Mutations in CAS II of fish RNase T2 proteins. The alignment shows the conserved CAS II region characteristic of RNase T2 enzymes. The absolutely conserved His (black box, white font) is part of the catalytic site of the enzyme. A second His residue (green), possibly involved in substrate binding or stabilization of an intermediate in the catalytic reaction, is mutated in most fish RNases. In the RNase Dre2 clade this His is mutated to Tyr (yellow). In the RNase Dre1 clade the His is mutated to a series of polar amino acids (red). Similar mutations are found in some plant S-RNases (S2 RNase and S3 RNase).

Figure 8

Hypothetical model of RNase T2 evolution in animals.
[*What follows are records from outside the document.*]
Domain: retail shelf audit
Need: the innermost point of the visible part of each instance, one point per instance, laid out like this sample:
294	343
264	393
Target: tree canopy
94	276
An ancestral RNase T2 gene present in the last common ancestor of lancelet and higher chordate was duplicated after the separation of these two groups, but before the separation of Chondrichthyes and Teleostomi (black circle). Sometime after this duplication event RNase A genes emerged, most likely after the separation of Chondrichthyes and Teleostomi. The presence of RNase A could have released some selective pressure on RNase T2 genes, allowing the fixation of mutations in the active site conserved region (squares, H/Y/E-D position in CAS II), and the disappearance of one of the genes in tetrapods (black circle with white X).